No sabemos si, al final, este nuevo espíritu de Barbie queda bien expuesto en la película (tengo bastantes dudas al respecto); lo que sí podemos certificar es que la maniobra les ha salido redonda. Además de los pingües beneficios de taquilla, la operación ha incluido la venta de todo tipo de productos comerciales. Hasta Zara ha lanzado su propia gama de prendas y en la página web de Mattel ya se pueden adquirir los nuevos modelos de Barbie (y Ken) con los ropajes y el aspecto de los personajes de la película.
Un producto aparentemente específico en su ambición de adscribirse a las tendencias de moda y, a la vez, tan ambiguo como para tranquilizarnos en la idea de que, en el fondo, no cambie nada (se trata de comprar ropa y muñecas). Como al final de la película, en Barbieland, todo se mueve un poco para quedar prácticamente igual.
Hay quien ha querido esquivar ciertas críticas a esta película sobre el argumento de que estamos ante un simple producto de entretenimiento al que algunos parece que queremos exigirle más de lo que pretende. Pero no creo que esta tesis se sostenga.
Primero, porque en la cinta de Gerwig los discursos son demasiado explícitos como para que pasen a un segundo plano. De hecho, son el nudo de la película. Y, por otro, porque si la crítica a la, con frecuencia, superficialidad de un cierto cine comercial vale para otros casos, también vale para este. ¿O no?
Coda: ‘Nunca llueve en California’ sí ataca nuestros prejuicios al enfrentarnos con aquello que no somos capaces de anticipar
Me permito el gusto de despedir esta crónica recomendando una película que creo que hubiera merecido mucha más atención. Me refiero a ‘Nunca llueve en California’, de la debutante Jamie Dack, mejor dirección en el Festival de Sundance 2022.
En este sobresaliente trabajo, Dack nos adentra en el sórdido mundo de la explotación sexual, al tiempo que hace un duro retrato de la sociedad americana contemporánea. Al contrario que ‘Barbie’, aquí el discurso no surge de ninguna condición previa, sino que es el propio espectador el que debe explorar y deducir aquello que no se dice.
Aquí sí, el relato nos sumerge –y de manera despiadada, cabría advertir– en esas oquedades de la vida de las que hablábamos al comienzo de este texto. En ‘Nunca llueve en California’, nadie enuncia las conclusiones del relato, solo nos introduce en un espacio donde lo humano se expresa por sí mismo.

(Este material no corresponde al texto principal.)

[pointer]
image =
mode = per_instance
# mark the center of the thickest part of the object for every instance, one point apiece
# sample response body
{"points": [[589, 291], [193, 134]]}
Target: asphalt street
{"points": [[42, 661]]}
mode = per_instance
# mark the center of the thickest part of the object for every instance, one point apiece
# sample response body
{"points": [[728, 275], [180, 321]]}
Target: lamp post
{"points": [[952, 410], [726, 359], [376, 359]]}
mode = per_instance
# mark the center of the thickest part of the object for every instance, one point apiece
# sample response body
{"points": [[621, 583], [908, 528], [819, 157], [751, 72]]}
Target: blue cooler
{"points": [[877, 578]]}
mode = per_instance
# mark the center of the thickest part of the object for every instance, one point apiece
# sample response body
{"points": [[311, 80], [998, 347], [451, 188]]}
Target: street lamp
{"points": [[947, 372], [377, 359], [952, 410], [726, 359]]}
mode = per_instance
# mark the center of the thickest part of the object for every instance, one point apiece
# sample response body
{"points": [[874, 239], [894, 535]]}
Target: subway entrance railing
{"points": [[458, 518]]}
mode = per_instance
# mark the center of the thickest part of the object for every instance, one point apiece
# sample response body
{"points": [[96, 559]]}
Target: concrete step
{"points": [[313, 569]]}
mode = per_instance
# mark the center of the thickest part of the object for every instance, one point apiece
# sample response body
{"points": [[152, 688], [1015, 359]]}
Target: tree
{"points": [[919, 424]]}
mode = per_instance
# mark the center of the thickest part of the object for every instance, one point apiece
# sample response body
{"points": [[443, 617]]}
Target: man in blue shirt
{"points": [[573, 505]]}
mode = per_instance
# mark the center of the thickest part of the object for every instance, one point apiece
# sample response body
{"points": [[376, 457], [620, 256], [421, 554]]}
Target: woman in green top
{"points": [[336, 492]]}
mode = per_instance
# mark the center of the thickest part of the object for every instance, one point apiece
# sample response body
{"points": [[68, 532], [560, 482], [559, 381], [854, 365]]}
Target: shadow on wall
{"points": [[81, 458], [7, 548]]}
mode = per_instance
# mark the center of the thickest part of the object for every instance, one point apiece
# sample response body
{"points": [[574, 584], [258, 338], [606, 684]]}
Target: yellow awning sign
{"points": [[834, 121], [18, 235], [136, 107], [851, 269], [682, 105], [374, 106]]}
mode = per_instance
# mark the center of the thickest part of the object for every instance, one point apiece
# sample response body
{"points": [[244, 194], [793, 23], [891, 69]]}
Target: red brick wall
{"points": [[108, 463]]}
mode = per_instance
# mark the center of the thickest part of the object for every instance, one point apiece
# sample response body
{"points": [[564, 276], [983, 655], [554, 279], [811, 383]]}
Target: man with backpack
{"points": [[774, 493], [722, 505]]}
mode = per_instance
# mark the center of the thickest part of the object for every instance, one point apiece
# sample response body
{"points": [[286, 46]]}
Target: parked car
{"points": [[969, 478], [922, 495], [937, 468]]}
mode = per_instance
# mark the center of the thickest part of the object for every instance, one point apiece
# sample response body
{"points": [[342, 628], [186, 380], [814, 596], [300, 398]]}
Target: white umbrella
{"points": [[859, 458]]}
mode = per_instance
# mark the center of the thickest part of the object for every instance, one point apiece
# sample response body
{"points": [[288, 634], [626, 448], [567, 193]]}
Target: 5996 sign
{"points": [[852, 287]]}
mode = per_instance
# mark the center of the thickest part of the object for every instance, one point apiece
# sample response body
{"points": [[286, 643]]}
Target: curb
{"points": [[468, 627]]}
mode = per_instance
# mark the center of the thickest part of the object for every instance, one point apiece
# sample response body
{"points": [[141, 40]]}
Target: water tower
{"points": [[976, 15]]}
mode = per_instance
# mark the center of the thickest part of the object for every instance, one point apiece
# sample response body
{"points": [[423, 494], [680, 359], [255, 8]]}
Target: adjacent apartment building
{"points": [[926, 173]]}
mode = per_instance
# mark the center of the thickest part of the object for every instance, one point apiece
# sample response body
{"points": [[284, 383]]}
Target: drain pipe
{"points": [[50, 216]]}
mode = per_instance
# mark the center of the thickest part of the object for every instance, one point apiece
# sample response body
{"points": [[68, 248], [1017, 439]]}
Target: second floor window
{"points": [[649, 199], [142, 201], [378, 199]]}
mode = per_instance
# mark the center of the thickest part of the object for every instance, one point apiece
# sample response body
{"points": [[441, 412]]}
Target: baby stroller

Y ahí, en ese terreno difuso pero concreto a la vez, crudo y preciso en su turbia revelación, comprendemos. Al contrario que ‘Barbie’, la cinta de Dack sí ataca nuestros prejuicios al enfrentarnos con aquello que, más allá de los discursos ideológicos, casi siempre planos, sin matices, no somos capaces de anticipar; un ataque contra esta nueva moral de bandos en blanco o negro en la que nos hemos acomodado. Dack nos lleva allí donde no queremos ir. Allí donde nada es seguro.
‘Nunca llueve en California’ no parece que haya encontrado distribución comercial para salas en nuestro país (ni creo que, en tal caso, hubiera ido a verla mucha gente). No es un viaje fácil el que nos propone. Está disponible en la plataforma Filmin.